Queen Rearing Workshop With Sue Cobey

We were able to attend the Queen Rearing workshop with Sue Cobey at the Texas A&M Honey Bee Lab and it was a great event filled with a lot of super valuable information. We did some hands on and classroom training, received kits to help with queen grafting at home, and were able to get a glimpse of the research that the honey bee lab does on a daily basis.

This was an all day classroom event that Juliana Rangel and her team put on each year. It included watching artificial insemination using a high definition camera, precision instruments, and a lot of skill.
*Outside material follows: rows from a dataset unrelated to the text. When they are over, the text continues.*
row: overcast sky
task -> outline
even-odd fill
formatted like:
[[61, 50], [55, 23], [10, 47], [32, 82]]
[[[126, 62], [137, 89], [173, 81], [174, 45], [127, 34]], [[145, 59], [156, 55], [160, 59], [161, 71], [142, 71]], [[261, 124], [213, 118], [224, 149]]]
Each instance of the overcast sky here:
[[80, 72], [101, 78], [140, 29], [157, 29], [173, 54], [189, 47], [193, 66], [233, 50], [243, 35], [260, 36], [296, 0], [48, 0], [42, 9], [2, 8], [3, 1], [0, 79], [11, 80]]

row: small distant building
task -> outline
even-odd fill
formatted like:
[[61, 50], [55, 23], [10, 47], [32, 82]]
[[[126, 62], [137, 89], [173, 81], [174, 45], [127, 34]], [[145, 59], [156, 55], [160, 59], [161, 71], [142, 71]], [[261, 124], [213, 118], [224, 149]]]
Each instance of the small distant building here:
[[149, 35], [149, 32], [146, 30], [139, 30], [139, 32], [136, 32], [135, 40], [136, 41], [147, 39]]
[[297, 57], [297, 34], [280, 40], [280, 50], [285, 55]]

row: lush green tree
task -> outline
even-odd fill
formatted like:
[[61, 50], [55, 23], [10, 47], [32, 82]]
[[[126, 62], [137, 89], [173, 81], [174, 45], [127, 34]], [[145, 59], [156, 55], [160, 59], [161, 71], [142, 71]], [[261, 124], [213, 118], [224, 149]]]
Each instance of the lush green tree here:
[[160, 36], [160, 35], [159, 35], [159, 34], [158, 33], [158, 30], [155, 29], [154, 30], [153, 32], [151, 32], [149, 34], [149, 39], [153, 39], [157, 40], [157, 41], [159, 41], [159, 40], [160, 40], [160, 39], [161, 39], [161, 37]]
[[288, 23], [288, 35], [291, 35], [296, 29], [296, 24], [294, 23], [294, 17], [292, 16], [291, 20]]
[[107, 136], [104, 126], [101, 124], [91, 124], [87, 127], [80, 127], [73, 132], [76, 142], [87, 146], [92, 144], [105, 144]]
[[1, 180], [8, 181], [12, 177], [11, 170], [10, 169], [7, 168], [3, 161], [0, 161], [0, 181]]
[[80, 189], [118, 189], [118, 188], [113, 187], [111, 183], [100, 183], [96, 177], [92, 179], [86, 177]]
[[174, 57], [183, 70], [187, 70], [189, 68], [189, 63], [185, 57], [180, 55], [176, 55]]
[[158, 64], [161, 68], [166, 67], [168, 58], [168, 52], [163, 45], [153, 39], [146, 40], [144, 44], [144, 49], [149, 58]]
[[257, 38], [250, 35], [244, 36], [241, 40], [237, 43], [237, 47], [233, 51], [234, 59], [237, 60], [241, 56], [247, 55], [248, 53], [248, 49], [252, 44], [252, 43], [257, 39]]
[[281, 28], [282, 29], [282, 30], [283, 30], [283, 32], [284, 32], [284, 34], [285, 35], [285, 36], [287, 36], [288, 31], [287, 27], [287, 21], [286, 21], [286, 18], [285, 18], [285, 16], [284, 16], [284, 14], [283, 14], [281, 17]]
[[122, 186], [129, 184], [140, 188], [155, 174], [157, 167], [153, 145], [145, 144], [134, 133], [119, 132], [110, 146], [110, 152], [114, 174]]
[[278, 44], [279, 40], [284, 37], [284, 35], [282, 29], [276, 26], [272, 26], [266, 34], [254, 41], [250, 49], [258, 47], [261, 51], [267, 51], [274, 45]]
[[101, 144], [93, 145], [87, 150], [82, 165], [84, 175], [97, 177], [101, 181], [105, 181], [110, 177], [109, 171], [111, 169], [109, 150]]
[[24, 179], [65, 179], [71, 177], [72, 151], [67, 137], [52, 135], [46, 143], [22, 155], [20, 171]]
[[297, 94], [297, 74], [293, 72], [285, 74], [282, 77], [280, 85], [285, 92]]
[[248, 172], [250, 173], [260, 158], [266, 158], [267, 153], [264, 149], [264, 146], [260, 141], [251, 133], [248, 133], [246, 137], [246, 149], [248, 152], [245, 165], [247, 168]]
A few highlights from our journey:

  • Learning to “pop” drones to display their spermatheca (not my favorite thing to do, but fascinating).
  • Watching Sue Cobey artificially inseminate a queen bee after mixing sperm from multiple drones.
  • Discussing different queen rearing techniques from the most simple to the more skilled and complex.
  • Meeting other beekeepers around Texas from hobby beekeepers, to sideliners, to growing commercial operations

Sue Cobey was skeptical that mite resistant stock is currently a good option for hobby beekeepers unless they have a good understanding of genetics and can watch for signs that the genetics need improvement. She also pointed out that when “open mating” you cannot control the drone genetics and could be inviting unwanted traits into your apiary.